Thank you very much for the wonderful suggestions. Do you think that I have stumbled upon some limitation of the inference engine in Base, or do you think this problem is still at the level of the StaticArrays package? I will try to simplify the code further whilst still keeping this "bug".

Evizero commented 5 years ago

I suspect the issue is the lack of proper inlining the n-ary operator * when Adjoints of static arrays are involved. While it does work for simpler code examples, it doesn't work in your case. Maybe thats because the culprint is a Base method that has no @inline annotation but still gets inlined in simple cases.

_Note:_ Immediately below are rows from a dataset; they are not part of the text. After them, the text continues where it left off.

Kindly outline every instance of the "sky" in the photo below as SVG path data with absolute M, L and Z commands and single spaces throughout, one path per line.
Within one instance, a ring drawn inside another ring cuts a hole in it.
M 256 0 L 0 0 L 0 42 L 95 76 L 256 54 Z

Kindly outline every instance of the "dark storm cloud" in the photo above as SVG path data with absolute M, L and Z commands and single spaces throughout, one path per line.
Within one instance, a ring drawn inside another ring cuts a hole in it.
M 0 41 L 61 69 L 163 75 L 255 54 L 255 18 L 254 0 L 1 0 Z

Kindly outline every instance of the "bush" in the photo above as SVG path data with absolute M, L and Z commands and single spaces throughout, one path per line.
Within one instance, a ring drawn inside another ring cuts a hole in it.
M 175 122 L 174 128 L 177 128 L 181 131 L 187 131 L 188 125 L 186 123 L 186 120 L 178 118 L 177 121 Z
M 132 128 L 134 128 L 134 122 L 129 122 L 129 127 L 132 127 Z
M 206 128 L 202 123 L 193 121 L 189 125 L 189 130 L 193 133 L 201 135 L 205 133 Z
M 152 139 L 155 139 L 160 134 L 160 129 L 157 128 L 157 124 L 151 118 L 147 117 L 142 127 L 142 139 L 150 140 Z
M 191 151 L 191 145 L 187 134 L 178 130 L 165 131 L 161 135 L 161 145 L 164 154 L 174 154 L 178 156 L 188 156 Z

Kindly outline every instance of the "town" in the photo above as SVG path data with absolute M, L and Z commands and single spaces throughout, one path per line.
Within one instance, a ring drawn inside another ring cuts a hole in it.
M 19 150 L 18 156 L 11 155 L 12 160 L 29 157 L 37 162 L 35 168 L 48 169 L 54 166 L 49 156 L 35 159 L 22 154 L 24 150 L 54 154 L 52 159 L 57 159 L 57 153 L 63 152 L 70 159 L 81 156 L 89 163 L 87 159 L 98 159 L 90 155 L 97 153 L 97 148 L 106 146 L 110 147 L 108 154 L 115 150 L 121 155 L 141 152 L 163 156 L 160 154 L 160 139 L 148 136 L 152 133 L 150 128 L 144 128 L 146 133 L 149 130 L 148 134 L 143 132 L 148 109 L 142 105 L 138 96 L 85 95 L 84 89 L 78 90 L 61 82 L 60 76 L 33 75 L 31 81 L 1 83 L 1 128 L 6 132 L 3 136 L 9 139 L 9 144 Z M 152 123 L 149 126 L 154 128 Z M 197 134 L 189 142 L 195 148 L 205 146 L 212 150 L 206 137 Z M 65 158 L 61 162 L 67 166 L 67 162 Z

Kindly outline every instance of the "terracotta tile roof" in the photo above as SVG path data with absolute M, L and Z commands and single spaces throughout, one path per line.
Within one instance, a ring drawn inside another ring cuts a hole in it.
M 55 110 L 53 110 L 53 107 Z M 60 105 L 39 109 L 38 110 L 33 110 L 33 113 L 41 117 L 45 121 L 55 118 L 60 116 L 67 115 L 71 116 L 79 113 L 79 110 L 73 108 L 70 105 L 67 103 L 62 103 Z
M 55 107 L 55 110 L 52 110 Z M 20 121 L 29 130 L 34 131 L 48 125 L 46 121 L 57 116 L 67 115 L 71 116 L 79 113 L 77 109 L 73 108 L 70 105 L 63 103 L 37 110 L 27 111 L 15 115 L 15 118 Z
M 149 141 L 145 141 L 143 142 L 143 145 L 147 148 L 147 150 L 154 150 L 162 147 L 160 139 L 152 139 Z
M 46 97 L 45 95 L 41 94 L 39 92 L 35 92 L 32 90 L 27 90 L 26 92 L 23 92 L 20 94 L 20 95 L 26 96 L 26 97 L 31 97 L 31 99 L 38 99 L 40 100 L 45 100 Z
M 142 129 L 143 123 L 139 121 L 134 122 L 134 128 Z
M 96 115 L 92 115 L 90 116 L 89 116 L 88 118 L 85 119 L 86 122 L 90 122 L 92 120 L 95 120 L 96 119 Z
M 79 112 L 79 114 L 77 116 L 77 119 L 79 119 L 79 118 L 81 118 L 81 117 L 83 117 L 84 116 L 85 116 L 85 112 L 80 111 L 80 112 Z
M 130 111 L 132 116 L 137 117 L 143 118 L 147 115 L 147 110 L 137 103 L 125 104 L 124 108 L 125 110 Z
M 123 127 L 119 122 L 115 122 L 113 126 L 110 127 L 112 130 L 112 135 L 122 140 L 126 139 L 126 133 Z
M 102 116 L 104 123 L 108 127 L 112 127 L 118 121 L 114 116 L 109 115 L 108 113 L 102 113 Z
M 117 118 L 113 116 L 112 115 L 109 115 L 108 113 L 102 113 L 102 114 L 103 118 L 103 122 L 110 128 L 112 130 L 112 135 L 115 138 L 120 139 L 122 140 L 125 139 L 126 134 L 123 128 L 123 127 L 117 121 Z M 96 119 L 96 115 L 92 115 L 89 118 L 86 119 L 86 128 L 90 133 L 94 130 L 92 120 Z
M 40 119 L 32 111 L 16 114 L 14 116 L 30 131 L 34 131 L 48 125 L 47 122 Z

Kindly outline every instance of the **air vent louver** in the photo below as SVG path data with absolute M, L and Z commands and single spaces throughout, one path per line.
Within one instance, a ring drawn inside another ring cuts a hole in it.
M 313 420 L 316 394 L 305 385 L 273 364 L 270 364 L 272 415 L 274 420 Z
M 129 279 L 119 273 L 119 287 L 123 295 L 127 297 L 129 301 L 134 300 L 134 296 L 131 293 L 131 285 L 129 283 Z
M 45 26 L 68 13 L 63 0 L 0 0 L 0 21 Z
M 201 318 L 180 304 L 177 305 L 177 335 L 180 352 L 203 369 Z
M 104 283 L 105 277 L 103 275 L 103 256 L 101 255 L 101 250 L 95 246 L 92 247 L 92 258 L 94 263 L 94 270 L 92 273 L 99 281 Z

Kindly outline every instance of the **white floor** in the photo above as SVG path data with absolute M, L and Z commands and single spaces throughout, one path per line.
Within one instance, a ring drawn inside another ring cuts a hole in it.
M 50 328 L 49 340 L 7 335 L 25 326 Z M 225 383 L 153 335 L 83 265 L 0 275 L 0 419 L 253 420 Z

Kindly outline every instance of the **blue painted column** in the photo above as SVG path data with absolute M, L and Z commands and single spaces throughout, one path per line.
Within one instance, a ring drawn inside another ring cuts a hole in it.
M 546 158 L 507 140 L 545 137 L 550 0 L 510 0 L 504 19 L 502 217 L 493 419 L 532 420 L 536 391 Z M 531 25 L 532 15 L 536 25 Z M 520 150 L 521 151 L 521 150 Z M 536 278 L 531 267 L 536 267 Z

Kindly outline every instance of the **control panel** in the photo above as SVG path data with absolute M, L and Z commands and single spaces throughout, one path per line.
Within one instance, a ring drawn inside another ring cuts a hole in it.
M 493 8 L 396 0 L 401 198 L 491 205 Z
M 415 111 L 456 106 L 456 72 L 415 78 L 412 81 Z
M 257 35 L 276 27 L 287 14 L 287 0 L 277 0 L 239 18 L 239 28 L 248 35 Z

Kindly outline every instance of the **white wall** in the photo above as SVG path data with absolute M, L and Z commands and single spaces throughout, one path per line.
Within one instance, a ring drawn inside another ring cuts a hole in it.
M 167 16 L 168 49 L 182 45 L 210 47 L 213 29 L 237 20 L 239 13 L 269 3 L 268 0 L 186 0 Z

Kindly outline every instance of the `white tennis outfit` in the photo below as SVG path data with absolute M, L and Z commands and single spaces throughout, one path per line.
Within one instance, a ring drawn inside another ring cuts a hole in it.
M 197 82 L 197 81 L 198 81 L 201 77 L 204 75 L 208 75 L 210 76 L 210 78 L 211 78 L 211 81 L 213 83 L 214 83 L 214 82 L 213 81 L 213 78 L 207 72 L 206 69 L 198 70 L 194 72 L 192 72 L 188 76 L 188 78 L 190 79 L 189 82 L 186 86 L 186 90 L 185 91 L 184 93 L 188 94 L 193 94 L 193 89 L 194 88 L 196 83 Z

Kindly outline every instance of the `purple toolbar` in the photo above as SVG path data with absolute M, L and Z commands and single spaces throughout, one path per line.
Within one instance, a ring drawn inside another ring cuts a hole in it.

For example this hacky fix makes your original code work:

const StaticArrayLike = Union{StaticArray,Adjoint{<:Any,<:StaticArray}}
@inline (Base.:*)(A::StaticArrayLike, B, C, D...) = *(*(A,B), C, D...)
@inline (Base.:*)(A::StaticArrayLike, B::StaticArrayLike, C, D...) = *(*(A,B), C, D...)
@inline (Base.:*)(A::StaticArray{Tuple{N,1},<:Any,2}, B::Adjoint{<:Any,<:StaticVector}) where {N} = vec(A) * B

funny enough it only works if both the first and the second method are added to *.

mateuszbaran commented 4 years ago

This is already fixed in 0.12.4 and #814 fixes more similar cases.